Left with few alternatives, the UK will try to turn itself into a USA beachhead into Europe, further souring relations with the EU, and not doing much for the US or UK either. In short it will slide into economic, political, and strategic irrelevance abroad and sullen resentment at home - if not outright civil disorder. Scotland will leave and N. Ireland will be forced to look for a new home, if they are lucky enough to be offered one.

And Corbyn will be to blame, if he is stupid enough to win the next election.

Index of Frank's Diaries

by Frank Schnittger (mail Frankschnittger at hot male dotty communists) on Sat Jul 7th, 2018 at 09:05:37 AM EST
[ Parent ]
There are two views.

One is yours - that the fudge is nonsense, but is designed to keep the cabinet together.
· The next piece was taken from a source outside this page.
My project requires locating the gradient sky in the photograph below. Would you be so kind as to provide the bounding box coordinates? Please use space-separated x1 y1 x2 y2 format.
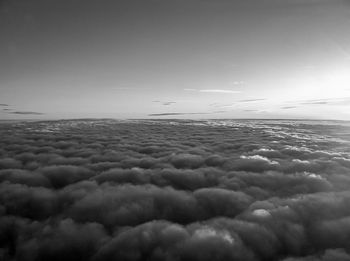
0 0 350 120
The other is that it's close enough to EU requirements to need only a few Norway-style adjustments to get Brussels to agree to it. At which point the Brexiters will have been defeated.

An interesting point is that it gives the EU what it wants politically - a chance to develop without the UK's malign and distracting influence on policy. UKIP and Farage will no longer have MEP seats, and the UK will have no power to prevent federalisation.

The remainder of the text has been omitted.